Extracting richer representation with CNNs

Although regular hidden layers (we also call them fully connected layers) do the job of obtaining representations at certain levels, these representations might be able to help us differentiate between images of different classes. We need to extract richer and distinguishable representations that, for example, make a "9" a "9", a "4" a "4", or a cat a cat, a dog a dog. We resort to CNNs as variants of multi-layered neural networks which are biologically inspired by the human visual cortex. Basically, CNNs take inspiration from the following two neuroscience findings:

Similarly, CNNs classify images by first deriving low-level representations, local edges and curves, then by composing higher-level representations, overall shape and contour, through a series of low-level representations. CNNs are well suited to exploiting strong and unique features that differentiate between images.

In general, CNNs take in an image, pass it through a sequence of convolutional layers, non-linear layers, pooling layers and fully connected layers, and finally output the probabilities of each possible class. We now look at each type of layer individually, in detail.

The convolutional layer is the first layer in a CNN. It simulates the way neuronal cells respond to receptive fields by applying a convolutional operation to the input. To be specific, it computes the dot product between the weights of the convolutional layer and a small region they are connected to in the input layer. The small region is the receptive field, and the weights can be viewed as the values on a filter. As the filter slides from the beginning to the end of the input layer, the dot product between the weights and current receptive field is computed. A new layer called feature map is obtained after convolving over all sub-regions. Take a look at the following example:

Layer m has five nodes and the filter has three units [w1, w2, w3]. We compute the dot product between the filter and the first three nodes in layer m and obtain the first node in the feature map; then, we compute the dot product between the filter and the middle three nodes and generate the second node; finally, we obtain the third node resulting from the last three nodes in layer m.

Another example that helps us better understand how the convolutional layer works on images is as follows:

A 3*3 filter is sliding around a 5*5 image from the top left sub-region to the bottom right. For every sub-region, the dot product is computed with the filter. A 3*3 feature map is generated as a result.

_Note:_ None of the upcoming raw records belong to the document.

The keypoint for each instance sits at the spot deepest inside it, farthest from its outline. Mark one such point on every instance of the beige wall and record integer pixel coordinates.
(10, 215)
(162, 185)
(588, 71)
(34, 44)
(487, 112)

Convolutional layers are actually used to extract features, such as edges and curves. The output pixel in the feature map will be of high value, if the corresponding receptive field contains an edge or curve specified by the filter. For instance, in the preceding example, the filter portrays a backslash-shape diagonal edge, the receptive field in the blue rectangle contains a similar curve and hence, the highest intensity 3 (1*1 + 1* 1 + 1*1 = 3) is produced; however, the receptive field in the bottom left corner does not contain such a shape, which results in a pixel of value 1. The convolutional layer acts as a curve detector, mimicking the way our visual cells work.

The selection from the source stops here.